The Daily Telegraph reported this morning that Defra Secretary of State, Michael Gove, is considering adding wood pigeons to the quarry list. This would make pigeons a ‘huntable species’ during the open season, and allow them to continue to be controlled during the close season through the General Licence system to prevent serious damage to crops and for other purposes.
The pigeon population has been increasing since the 1960s, with numbers now reaching over 5 million breeding pairs in the UK alone and it is something of a historic anomaly that the wood pigeon is not on the quarry list. In the UK the Canada goose already has both a hunting season and a general licence to allow its control at other times of the year. In many European countries the wood pigeon is similarly treated both as a quarry species and an agricultural pest to be managed.
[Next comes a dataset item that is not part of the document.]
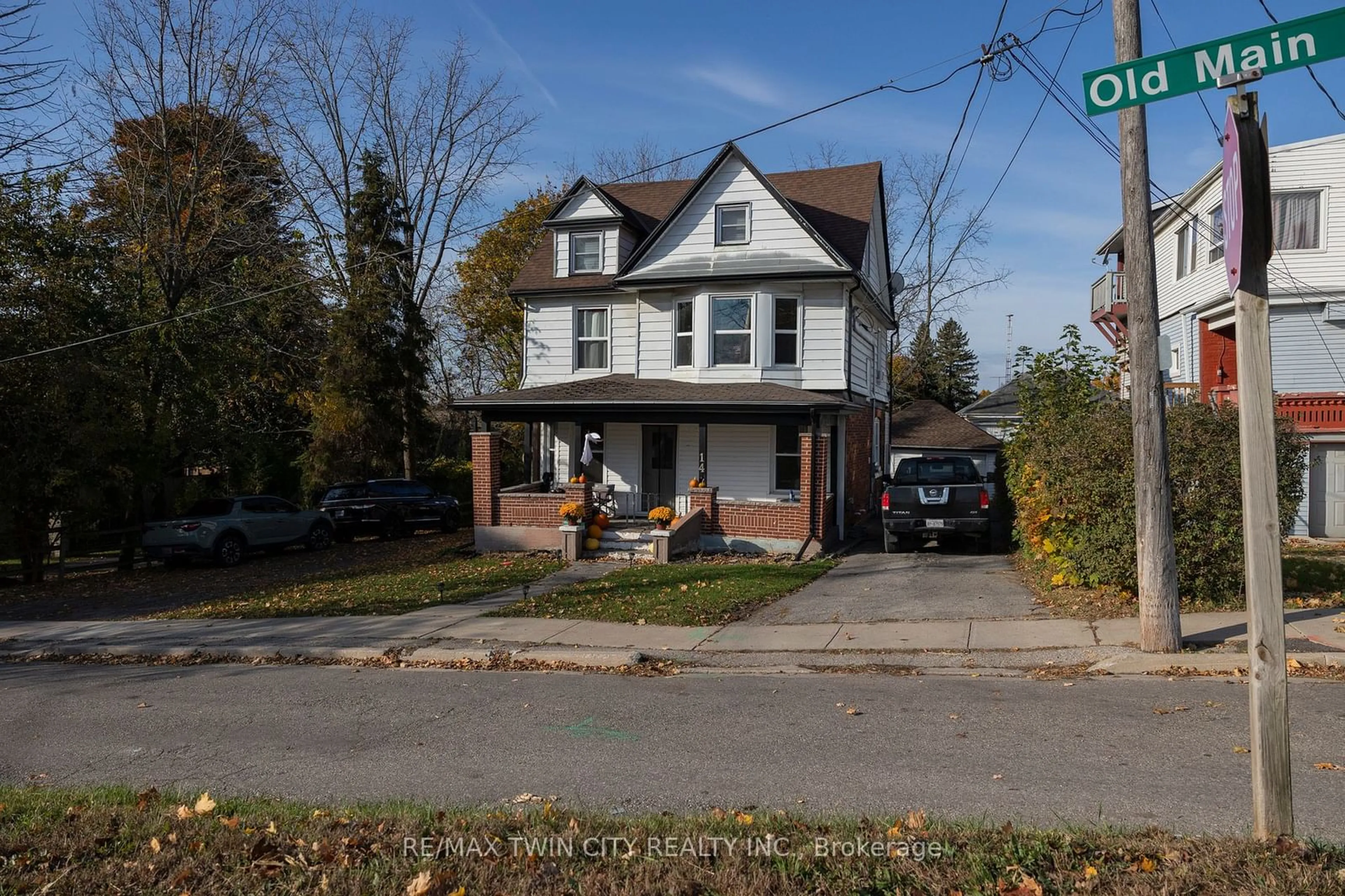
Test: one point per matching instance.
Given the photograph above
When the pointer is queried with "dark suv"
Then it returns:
(388, 508)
If Defra does push ahead with this proposal it must be realistic about the open season. Part of the pigeon’s success is that it breeds almost all year round so it would be almost impossible to set a season when at least some pigeons were not breeding. As Defra notes in its new General Licence, however, the peak breeding season is from May to September and any season should be aimed at giving the pigeon some additional protection during that period.
The fact that Defra is considering this move, and that it took back control of the licensing process from Natural England last weekend, shows at least that Ministers have understood the full seriousness of the current situation. Whilst putting the wood pigeon on the General Licence would be a welcome move it will not, however, mend the fundamental flaws in the newly published wood pigeon General Licence that farmers will still need to rely on for much of the year. Nor would it address the real problems that landowners and conservationists are currently facing managing other species like crows and magpies thanks to Natural England’s chaotic handling of the licence issue.